Reviews

Sci-fi Novella Review: Murder by Memory by Olivia Waite

I do love weird memory stories, so the title of Olivia Waite’s sci-fi debut caught my eye. But a glance at the blurb and some reviews suggested it might not be my style, so I decided to pass until its Hugo nomination sent it back up my list. After reading Murder by Memory, it’s pretty clear that I’m not in the target audience, but I’ll still do my best to sort out my thoughts and what that ideal audience may be. 

Murder by Memory is a generation ship murder mystery with period stylings. The lead is typically an older woman who serves as a detective on the ship. She’d been dead two years before the events of the novella, but an emergency prompts the ship’s AI to summon her stored consciousness into a new body. And lo and behold, there’s a murder case to solve. 

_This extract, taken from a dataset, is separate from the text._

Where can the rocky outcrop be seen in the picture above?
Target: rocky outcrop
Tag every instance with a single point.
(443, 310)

Murder by Memory is very much in the cozy mystery subgenre, and I’d argue it leans quite a bit more on the cozy than on the mystery. To be sure, there is a mystery to solve, but it’s not the sort of book that lays out a host of potential suspects and various clues pointing toward and against them—at barely 20,000 words, it’s simply not long enough to do the job while still delivering the desired atmosphere. Instead, the lead interviews a few relevant figures and slowly gains information until she reaches the point where she can parse out exactly what happened and why. As a mystery, it’s not particularly inspiring, with motivational details that sometimes feel a touch Byzantine and a handful of secondary characters with a tendency to blur together. 

The stylings, on the other hand? Well, as I mentioned at the outset, they don’t necessarily grab me, but I can see the vision. The elderly detective with a British accent and penchant for knitting clearly means to stir up a certain sort of feeling—with the marketing name-checking Miss Marple and the author mentioning P.G. Wodehouse as an inspiration—and is generally successful. Despite a futuristic and queer-normative environment, the setting and characterization both evoke the sort of early 20th century period vibes that lead the reader to expect a comfort read where everything will work out in the end. 

And for readers looking for a low-stress way to spend an hour or twoperhaps with a blanket or a cup of tea—Murder by Memory serves the purpose perfectly well. At no point did I find the reading especially difficult, nor did it stir up feelings of anger or anxiety. The cozy detective story isn’t my personal favorite way to pass the time, and I’m not convinced the mystery itself holds up especially well, but it’s undoubtedly an easy read. 

Under different circumstances, I could’ve easily seen myself tagging this as a three-star comfort read for someone who isn’t me and moving on, but its status as a Hugo finalist means that I spent a day reflecting further in discussion with one of my online book clubs. And Murder by Memory isn’t the sort of book that benefits from extra scrutiny. That’s not especially surprising, as it seems designed to evoke a feeling more than it is to hold together as a plausible depiction of the future, but there are so many bits of worldbuilding that become more and more irksome the more they’re put under the microscope. 

Wiping away debt between physical death and resurrection certainly stands out as a way to guard against the long-term hoarding of wealth, but it also creates perverse incentives in a financial system that’s more important to the plot than it probably has the right to be. Resurrection into the same old bodies with the same old aches and pains—with the notable exception of gender reassignment—makes the story queer-affirming while allowing the lead to convincingly act like an older woman, but it becomes harder and harder to swallow the more one thinks on the physical ailments that are not being addressed. And the minor aside about how the functionally immortal passengers will return to mortality at planetfall introduces a host of questions about how this society agreed to such a structure. And some of the decisions by the ship’s AI, which I’ll only allude to so as to avoid spoilers, feel like they ought to rock society at its foundations, whereas in reality they’re barely noticed. 

The assumption that nearly every character has lived multiple natural lives also makes little sense in light of the actual characterization. Apart from the lead acting older, everyone else behaves as if they are their apparent age. The lead’s nephew and his partner act like young men, for all that they’ve theoretically lived hundreds of years. The memory-of-past lives conceit again plays very little non-aesthetic role. Instead, every piece of the story is meant to evoke a particular sort of reading experience, whether or not it makes sense in the book’s actual setting. 

On the whole, Murder by Memory is a pleasant read that largely succeeds in evoking a particular feeling, but the mystery itself is uninspiring, the characterization is sketchy, and the worldbuilding falls apart under an ounce of scrutiny. That’s a profile which has its fans, so I’m not surprised to see others enjoying this one, but “best of the year” hype admittedly has me puzzled. 

Recommended if you like: pleasant-but-shallow tales in queernorm settings.

Can I use it for BingoIt’s hard mode for Older Protagonist, and it’s also a Book Club selection and a Murder Mystery.

Overall rating: 10 of Tar Vol’s 20. Two stars on Goodreads.